Their weapons various-some, equipp'd for speed,
With javelins of the light Kathaian reed;

Or bows of buffalo horn, and shining quivers
Fill'd with the stems that bloom on Iran's rivers;
While some, for war's more terrible attacks,
Wield the huge mace and ponderous battle-axe;
And, as they wave aloft in morning's beam
The milk-white plumage of their helms, they seem
Like a chenar-tree grove, when winter throws
O'er all its tufted heads his feathering snows.

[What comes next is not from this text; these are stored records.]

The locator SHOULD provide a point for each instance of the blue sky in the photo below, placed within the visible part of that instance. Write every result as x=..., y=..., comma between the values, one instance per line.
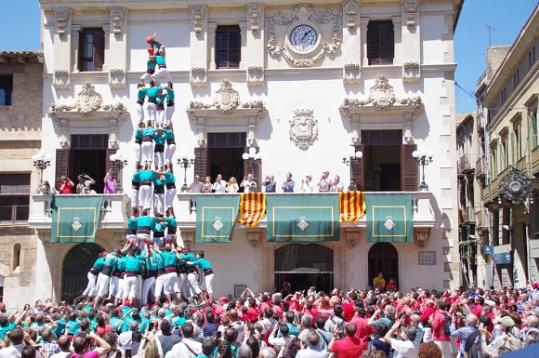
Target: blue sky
x=20, y=30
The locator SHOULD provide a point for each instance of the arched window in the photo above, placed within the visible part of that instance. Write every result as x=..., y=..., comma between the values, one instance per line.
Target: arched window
x=16, y=256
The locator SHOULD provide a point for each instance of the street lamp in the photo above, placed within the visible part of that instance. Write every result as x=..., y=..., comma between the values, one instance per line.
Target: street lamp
x=185, y=161
x=41, y=161
x=348, y=157
x=423, y=158
x=119, y=161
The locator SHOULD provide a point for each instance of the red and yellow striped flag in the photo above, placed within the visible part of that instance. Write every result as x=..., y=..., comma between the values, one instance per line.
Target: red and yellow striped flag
x=352, y=206
x=252, y=208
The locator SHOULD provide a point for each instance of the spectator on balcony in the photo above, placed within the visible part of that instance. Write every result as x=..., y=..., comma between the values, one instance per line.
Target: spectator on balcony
x=325, y=182
x=232, y=186
x=110, y=183
x=288, y=185
x=336, y=185
x=307, y=184
x=269, y=184
x=66, y=185
x=196, y=186
x=249, y=184
x=219, y=186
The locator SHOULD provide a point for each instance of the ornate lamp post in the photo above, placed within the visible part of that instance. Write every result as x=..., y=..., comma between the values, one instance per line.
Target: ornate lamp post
x=41, y=161
x=348, y=157
x=119, y=161
x=185, y=161
x=423, y=158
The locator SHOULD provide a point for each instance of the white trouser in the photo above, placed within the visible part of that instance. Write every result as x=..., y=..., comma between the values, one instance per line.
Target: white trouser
x=207, y=284
x=161, y=75
x=169, y=197
x=192, y=277
x=91, y=287
x=138, y=152
x=170, y=149
x=169, y=282
x=140, y=113
x=114, y=287
x=159, y=159
x=159, y=286
x=131, y=287
x=151, y=109
x=145, y=196
x=159, y=203
x=147, y=287
x=160, y=118
x=102, y=285
x=146, y=152
x=169, y=111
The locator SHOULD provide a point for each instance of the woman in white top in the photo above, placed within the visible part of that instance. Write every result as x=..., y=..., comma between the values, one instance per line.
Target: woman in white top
x=232, y=186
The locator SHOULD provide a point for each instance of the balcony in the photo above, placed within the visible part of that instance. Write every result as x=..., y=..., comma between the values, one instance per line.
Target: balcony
x=114, y=212
x=464, y=165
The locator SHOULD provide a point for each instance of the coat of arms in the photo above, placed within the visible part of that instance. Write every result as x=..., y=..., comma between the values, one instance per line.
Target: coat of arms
x=303, y=128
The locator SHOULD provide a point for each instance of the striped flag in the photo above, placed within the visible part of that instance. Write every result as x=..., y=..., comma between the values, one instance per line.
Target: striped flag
x=352, y=206
x=252, y=208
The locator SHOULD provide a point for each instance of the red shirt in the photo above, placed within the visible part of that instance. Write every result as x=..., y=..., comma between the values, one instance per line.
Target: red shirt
x=348, y=347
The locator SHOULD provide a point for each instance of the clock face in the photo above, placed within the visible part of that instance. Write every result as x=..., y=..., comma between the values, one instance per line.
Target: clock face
x=303, y=38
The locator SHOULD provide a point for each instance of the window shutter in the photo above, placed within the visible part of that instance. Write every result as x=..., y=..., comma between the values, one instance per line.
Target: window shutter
x=201, y=162
x=80, y=52
x=409, y=168
x=62, y=163
x=357, y=169
x=99, y=49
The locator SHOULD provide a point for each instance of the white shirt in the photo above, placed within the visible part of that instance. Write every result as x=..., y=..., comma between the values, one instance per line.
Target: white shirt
x=181, y=350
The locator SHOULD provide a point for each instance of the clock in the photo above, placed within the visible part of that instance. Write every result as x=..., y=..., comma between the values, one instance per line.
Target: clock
x=303, y=38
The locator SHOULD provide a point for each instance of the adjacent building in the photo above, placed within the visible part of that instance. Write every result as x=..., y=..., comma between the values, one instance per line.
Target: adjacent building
x=376, y=76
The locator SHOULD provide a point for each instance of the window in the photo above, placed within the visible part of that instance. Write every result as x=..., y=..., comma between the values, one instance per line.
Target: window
x=6, y=88
x=380, y=42
x=91, y=49
x=14, y=198
x=228, y=46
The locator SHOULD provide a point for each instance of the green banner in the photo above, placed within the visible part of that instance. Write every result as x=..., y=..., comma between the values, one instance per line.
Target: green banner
x=389, y=218
x=75, y=218
x=216, y=216
x=303, y=217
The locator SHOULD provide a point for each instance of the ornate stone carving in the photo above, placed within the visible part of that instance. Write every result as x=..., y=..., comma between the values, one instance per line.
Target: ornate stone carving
x=198, y=76
x=62, y=79
x=410, y=12
x=303, y=128
x=421, y=236
x=411, y=72
x=254, y=14
x=303, y=14
x=117, y=16
x=382, y=98
x=351, y=73
x=351, y=10
x=117, y=78
x=62, y=16
x=198, y=13
x=255, y=75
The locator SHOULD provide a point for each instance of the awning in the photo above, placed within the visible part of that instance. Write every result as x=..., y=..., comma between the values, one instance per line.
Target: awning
x=389, y=218
x=303, y=217
x=216, y=216
x=75, y=218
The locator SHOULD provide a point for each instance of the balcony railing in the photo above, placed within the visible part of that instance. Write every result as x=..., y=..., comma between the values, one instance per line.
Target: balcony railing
x=425, y=209
x=114, y=211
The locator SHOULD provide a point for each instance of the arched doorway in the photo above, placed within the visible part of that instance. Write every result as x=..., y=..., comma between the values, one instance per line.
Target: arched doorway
x=304, y=266
x=77, y=263
x=383, y=257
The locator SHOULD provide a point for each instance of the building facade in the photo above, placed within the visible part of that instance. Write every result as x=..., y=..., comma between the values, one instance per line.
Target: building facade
x=299, y=83
x=507, y=98
x=21, y=94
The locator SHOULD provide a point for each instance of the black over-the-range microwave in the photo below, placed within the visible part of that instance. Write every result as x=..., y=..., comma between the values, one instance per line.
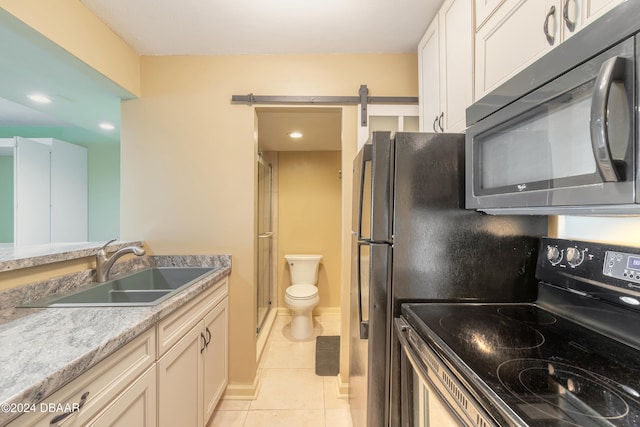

Between the porphyry pillars, that uphold
The rich moresque-work of the roof of gold,
Aloft the haram's curtain'd galleries rise,
Where, through the silken network, glancing eyes,
From time to time, like sudden gleams that glow
Through autumn clouds, shine o'er the pomp below.-
What impious tongue, ye blushing saints, would dare
To hint that aught but Heaven hath placed you there?
Or that the loves of this light world could bind,
In their gross chain, your Prophet's soaring mind?
No-wrongful thought!-commission'd from above
To people Eden's bowers with shapes of love
(Creatures so bright, that the same lips and eyes
They wear on earth will serve in Paradise),
There to recline among heaven's native maids,
And crown th' elect with bliss that never fades-
Well hath the Prophet-Chief his bidding done;
And every beauteous race beneath the sun,
From those who kneel at Brahma's burning founts,2
To the fresh nymphs bounding o'er Yemen's mounts;
From Persia's eyes of full and fawn-like ray,
To the small, half-shut glances of Kathay;
And Georgia's bloom, and Azab's darker smiles,
And the gold ringlets of the Western Isles ;
All, all are there;-each land its flower hath given,
To form that fair young Nursery for Heaven!

But why this pageant now? this arm'd array?
What triumph crowds the rich divan to-day
With turban'd heads, of every hue and race,
Bowing before that veil'd and awful face,
Like tulip-beds, of different shape and dyes,
Bending beneath th' invisible west-wind's sighs!

Pichula, used anciently for arrows by the Persians.

2 The burning fountains of Brahma near Chittogong, esteemed as holy.Turner.

3 China.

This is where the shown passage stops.